Очень рано на следующее утро младший пассажир позвонил, чтоб ему принесли его платье. Ему подали его сухое платье с лучшим бельем мистера Рэвенсберда для временного употребления.

Вскоре после восьми часов мистрисс Рэвенсберд была в буфете одна, довольно шумно выражая неудовольствие на своем языке — она не забыла и никогда не оставляла эту привычку, — когда вдруг ее прервали на таком же беглом французском языке, как ее собственный, и даже еще более чистом. Обернувшись, к удивлению своему, она увидала младшего пассажира в его высушенном платье, по которому она узнала его, потому что накануне почти его не видала. Мадам Софи в первую минуту показалось, будто она никогда не видала такого привлекательного человека. Ему было лет двадцать пять, лицо его было очень красиво, черты прекрасно обрисованы, волосы черные, физиономия и обращение чрезвычайно привлекательные.

— Вы француз? — заметила Софи с поклоном.

— Вы француженка, как я слышу, — отвечал он о легким смехом, — и, кажется, немножко рассержены.

— Вам надо было бы иметь моих слуг хоть на один день, — возразила она. — Экая противная тварь служанка, думает только о нарядах, а не о своей работе!

— Вы умеете хорошо шить? — спросил незнакомец по-английски так же чисто и хорошо, как и по-французски.

Все более и более привлекаемая интересной наружностью, вежливым обращением и приятным голосом, мистрисс Рэвенсберд уверила, что нет на свете женщины, которая умела бы владеть иголкой лучше ее. Она сказала, что семь лет была приходящей ученицей в одном французском монастыре, а уж кто лучше французских монахинь умеет приучить девушку к шитью! Угодно пришить пуговицу?

Незнакомец улыбнулся. Если бы только это, он думал, что мог бы сам это сделать, не беспокоя ее, только бы она дала ему иголку с ниткой.

— Со мной это было, — продолжал он, — но все пропало с моими вещами.

— Вы ничего не спасли, сэр?

— Ничего, кроме записной книги и нескольких бумаг, которые были на мне. То, что я желаю, чтобы вы сшили мне, — продолжал он, — требует побольше искусства, чем пришить пуговицу. Мне нужен зонтик для глаз.

Софи взглянула на его глаза; это были чистые, светлые, темно-серые глаза; она удивлялась, зачем для этих глаз нужен зонтик.
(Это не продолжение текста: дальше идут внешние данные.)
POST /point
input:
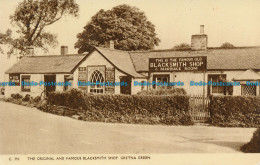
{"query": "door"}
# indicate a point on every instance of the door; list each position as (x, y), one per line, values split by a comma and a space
(125, 89)
(50, 80)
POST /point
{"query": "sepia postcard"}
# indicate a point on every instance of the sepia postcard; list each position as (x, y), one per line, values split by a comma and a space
(130, 82)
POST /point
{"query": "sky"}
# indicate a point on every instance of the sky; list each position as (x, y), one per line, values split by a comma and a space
(234, 21)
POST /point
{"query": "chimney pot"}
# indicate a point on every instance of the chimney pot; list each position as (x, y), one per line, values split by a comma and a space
(111, 44)
(199, 41)
(30, 51)
(64, 50)
(201, 29)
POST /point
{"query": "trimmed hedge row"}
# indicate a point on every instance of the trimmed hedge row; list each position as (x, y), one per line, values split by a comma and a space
(169, 110)
(173, 91)
(235, 111)
(254, 145)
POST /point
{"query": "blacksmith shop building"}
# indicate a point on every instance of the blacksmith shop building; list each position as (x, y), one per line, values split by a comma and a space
(110, 65)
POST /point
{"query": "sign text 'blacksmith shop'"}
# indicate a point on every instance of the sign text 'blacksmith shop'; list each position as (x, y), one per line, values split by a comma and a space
(178, 64)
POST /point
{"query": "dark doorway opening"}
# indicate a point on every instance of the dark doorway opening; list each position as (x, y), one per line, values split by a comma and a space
(50, 87)
(125, 89)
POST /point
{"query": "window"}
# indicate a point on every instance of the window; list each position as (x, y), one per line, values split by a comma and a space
(161, 79)
(248, 90)
(26, 85)
(217, 89)
(66, 82)
(96, 79)
(15, 78)
(82, 74)
(142, 87)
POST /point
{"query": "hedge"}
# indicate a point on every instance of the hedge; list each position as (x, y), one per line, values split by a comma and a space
(254, 145)
(235, 111)
(169, 110)
(172, 91)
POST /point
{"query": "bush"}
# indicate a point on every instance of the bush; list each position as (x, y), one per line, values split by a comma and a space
(26, 98)
(235, 111)
(16, 96)
(145, 109)
(173, 91)
(254, 145)
(37, 99)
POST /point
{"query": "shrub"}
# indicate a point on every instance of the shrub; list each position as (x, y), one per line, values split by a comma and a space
(16, 96)
(254, 145)
(173, 91)
(235, 111)
(145, 109)
(37, 99)
(26, 98)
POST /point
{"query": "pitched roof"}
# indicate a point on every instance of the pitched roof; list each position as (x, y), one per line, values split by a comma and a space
(121, 60)
(217, 59)
(248, 75)
(46, 64)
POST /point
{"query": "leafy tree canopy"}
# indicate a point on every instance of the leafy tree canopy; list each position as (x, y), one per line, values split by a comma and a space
(182, 46)
(227, 45)
(33, 16)
(127, 26)
(5, 38)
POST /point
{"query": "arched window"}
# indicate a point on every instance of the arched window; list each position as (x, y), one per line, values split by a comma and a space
(97, 78)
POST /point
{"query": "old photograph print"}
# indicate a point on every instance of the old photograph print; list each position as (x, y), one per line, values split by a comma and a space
(129, 77)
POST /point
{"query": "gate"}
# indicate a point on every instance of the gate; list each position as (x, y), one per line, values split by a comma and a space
(199, 108)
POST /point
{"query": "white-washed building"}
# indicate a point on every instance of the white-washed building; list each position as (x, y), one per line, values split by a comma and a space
(110, 65)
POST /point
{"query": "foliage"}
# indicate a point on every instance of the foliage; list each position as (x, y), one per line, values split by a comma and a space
(5, 39)
(182, 46)
(33, 16)
(169, 110)
(26, 98)
(37, 99)
(227, 45)
(16, 96)
(254, 145)
(173, 91)
(127, 26)
(235, 111)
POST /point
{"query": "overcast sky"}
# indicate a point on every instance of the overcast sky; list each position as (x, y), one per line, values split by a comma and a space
(234, 21)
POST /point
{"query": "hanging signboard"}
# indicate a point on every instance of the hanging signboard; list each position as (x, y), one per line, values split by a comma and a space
(178, 64)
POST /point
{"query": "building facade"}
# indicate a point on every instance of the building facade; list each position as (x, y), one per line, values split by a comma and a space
(126, 68)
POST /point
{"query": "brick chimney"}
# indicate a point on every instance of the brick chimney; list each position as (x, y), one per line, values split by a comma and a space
(110, 44)
(30, 51)
(199, 41)
(64, 50)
— Это для моего товарища, — объяснил он, — я заходил к нему в комнату, и он желает иметь зонтик для глаз. Я заметил, что он страдал глазами во время путешествия, и утренний свет в комнате очень вреден для них. Он желает иметь зонтик очень большой, из тонкого картона, покрытого синей или зеленой шелковой материей, с тесемкой, чтобы можно было завязать.

— С тесемкой! — с упреком воскликнула Софи: — Вы хотите сказать с лентой, сэр.
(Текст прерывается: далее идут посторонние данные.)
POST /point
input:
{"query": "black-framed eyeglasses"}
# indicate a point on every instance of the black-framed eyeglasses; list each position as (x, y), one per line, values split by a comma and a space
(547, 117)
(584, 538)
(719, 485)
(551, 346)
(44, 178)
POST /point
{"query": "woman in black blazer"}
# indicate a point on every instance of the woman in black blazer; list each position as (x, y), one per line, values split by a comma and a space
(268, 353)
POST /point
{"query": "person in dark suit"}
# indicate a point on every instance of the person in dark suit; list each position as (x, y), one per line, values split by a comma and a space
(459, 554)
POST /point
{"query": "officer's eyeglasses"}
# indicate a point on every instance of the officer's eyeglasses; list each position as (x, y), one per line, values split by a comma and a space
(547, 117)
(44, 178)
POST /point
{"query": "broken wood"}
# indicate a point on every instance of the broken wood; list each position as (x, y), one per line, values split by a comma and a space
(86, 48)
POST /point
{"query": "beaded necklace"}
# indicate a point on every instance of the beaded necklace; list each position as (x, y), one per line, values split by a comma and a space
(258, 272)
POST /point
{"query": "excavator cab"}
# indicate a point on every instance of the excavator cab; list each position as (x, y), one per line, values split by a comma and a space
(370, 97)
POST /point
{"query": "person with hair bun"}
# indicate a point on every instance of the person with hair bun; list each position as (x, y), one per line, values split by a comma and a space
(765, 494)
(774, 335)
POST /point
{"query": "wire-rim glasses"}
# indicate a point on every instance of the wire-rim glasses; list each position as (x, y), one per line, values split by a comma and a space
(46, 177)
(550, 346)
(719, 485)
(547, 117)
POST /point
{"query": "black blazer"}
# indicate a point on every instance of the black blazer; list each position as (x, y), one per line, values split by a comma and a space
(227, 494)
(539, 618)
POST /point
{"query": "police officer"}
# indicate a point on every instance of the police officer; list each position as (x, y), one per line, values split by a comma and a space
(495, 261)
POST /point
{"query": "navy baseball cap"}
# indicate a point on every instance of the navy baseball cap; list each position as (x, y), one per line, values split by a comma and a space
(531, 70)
— С чем-нибудь. Все равно, какие будут материалы, только бы иметь зонтик для глаз. Я спросил, заказать ли ему завтрак, но он только и желает зонтик.
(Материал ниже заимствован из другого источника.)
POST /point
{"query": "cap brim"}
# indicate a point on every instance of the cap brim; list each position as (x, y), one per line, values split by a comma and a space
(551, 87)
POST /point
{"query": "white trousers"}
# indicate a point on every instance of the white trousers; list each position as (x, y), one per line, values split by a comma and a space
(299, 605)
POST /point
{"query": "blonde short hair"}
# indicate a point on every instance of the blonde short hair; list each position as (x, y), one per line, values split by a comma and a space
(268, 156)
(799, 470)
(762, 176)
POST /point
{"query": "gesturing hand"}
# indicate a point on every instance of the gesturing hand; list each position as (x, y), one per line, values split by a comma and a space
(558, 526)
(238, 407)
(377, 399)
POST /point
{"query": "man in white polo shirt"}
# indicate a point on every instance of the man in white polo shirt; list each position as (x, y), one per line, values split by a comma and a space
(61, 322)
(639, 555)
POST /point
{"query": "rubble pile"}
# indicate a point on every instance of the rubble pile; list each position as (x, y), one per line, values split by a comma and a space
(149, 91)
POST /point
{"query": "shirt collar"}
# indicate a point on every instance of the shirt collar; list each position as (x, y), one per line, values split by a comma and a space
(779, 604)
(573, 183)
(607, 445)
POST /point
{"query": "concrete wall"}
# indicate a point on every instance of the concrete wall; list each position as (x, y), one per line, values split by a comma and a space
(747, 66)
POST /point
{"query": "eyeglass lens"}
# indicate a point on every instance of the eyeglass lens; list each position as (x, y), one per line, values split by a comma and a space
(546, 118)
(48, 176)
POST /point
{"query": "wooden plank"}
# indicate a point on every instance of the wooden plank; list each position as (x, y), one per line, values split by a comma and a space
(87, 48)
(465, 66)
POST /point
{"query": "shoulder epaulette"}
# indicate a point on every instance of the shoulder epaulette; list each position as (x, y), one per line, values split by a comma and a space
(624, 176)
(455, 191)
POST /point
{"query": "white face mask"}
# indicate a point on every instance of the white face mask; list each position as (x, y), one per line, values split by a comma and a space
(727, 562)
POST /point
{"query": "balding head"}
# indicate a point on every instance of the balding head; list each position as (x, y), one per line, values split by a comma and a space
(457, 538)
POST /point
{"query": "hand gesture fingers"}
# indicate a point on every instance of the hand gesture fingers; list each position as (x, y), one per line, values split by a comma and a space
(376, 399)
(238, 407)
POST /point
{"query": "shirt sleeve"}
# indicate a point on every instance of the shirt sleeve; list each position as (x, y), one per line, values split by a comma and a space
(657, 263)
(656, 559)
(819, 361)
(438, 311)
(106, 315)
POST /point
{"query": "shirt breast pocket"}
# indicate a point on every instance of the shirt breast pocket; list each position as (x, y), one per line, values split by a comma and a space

Софи скоро достала необходимые материалы, кусок картона и малиновой шелковой материи, остаток от платья, и принялась за работу. Незнакомец сел на ручку старого соломенного дивана против Софи и смотрел, как она работала. Он сказал, смеясь, что ему приказано было не приходить без зонтика.

— Кто он? — спросила Софи, работая. — Он показался мне вчера стариком. Вы коротко его знаете, сэр?

— Я часто видел его на пароходе!

— Пассажиры на пароходах очень скоро знакомятся, — заметила мистрисс Рэвенсберд, которая никогда не лезла за словом в карман. — Он купец?

— Не думаю.

— Зачем он приехал в Англию?

Незнакомец засмеялся.

— Вам надо спросить его, мистрисс Рэвенсберд, если вы желаете знать. Я не так любопытен.

— Я полагаю, он американец, — продолжала свое Софи. — Как его зовут?

— Я задал ему этот вопрос, потому что на пароходе не слыхал, чтобы его называли по имени. Он, сказал, что его зовут Гом.

— Мистер Гом! — повторила Софи, глядя на маливый зонтик, который значительно подвигался. — Я надеюсь, что вы доставите мне удовольствие слышать ваше имя, сэр; я уверена, что оно очень приятно.